As indicated in our science project reports, we are continuing collaborations with universities. These collaborations have proven to be valuable and have provided our team with considerable expertise, which we originally lacked, in microbiology, genomics, microbial ecology, and field and laboratory procedures for sampling, culturing, preserving, and working with microbes. We have established a working relationship with the Madrid Center for Astrobiology for work on the MASSE project. They are helping to develop the array technology, and we are working on the antibody-antigen reactions. We will participate in both the final design and in the test program. They will be partners on any flight hardware that is chosen for a mission.

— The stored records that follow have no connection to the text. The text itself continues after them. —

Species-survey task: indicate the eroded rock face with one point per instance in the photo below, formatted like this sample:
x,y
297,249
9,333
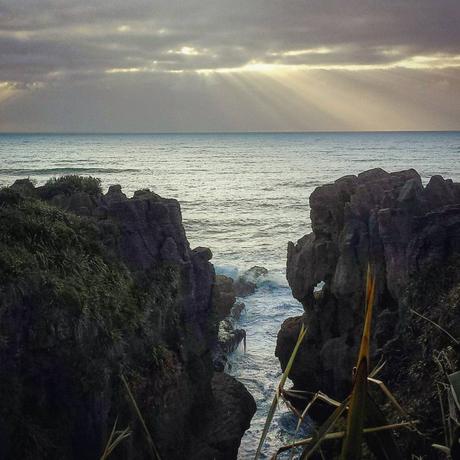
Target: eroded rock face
x,y
411,236
113,287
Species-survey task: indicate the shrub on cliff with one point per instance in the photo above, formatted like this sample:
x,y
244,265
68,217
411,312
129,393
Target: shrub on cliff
x,y
71,320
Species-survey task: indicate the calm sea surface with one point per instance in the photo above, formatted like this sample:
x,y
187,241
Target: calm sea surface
x,y
243,195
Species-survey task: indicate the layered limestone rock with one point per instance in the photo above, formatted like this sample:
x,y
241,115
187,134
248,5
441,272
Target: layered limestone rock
x,y
94,287
410,234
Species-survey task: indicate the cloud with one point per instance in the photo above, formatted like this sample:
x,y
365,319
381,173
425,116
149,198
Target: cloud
x,y
39,40
141,55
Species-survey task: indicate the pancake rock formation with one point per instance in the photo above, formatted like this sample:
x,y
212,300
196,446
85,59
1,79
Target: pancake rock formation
x,y
94,287
410,234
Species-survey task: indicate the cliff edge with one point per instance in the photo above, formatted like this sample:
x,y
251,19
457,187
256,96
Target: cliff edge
x,y
94,287
410,234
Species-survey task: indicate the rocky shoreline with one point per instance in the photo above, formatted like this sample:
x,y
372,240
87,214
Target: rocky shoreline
x,y
410,234
98,286
95,287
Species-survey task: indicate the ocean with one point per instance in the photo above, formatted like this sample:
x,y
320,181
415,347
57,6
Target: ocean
x,y
244,196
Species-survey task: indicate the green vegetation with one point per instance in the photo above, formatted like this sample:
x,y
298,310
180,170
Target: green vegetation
x,y
72,319
358,413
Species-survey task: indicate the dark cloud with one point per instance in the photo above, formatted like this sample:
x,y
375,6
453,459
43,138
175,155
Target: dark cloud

We have put together two teams from historically Black and Hispanic universities and have helped them get independent funding through proposals. We now have an Astrobiology group at Highlands University in New Mexico, which is a subunit of the JSC Astrobiology Institute. Three universities are now included in our active astrobiology group, including the University of Houston – Downtown and Texas Southern University in addition to New Mexico Highlands.

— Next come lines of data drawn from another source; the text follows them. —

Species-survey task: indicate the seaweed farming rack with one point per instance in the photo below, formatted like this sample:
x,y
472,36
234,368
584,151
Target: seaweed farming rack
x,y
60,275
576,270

We have a Memorandum of Understanding (MOU) in negotiation between NASA Headquarters and a group at the Geological Survey of Canada, with the specific goal of collaboration in astrobiology and biomarker studies. We expect the MOU to be signed by the end of calendar year 2002. We are also continuing to establish an active partnership with the Carnegie Institution. Overall, we have made considerable progress this year and look forward to more collaboration with other NAI members in the coming year.
During the past 12 months, the JSC Astrobiology Institute team has published more than 90 scientific papers and abstracts; most of the abstracts were extended. Most of the abstracts were also presented at meetings as talks or posters. In addition to talks associated with the published abstracts, we gave many scientific talks to various meetings and technical groups. This tally does not include education and public outreach talks, which are listed separately.
Additional details for each of our projects can be found in the publications list.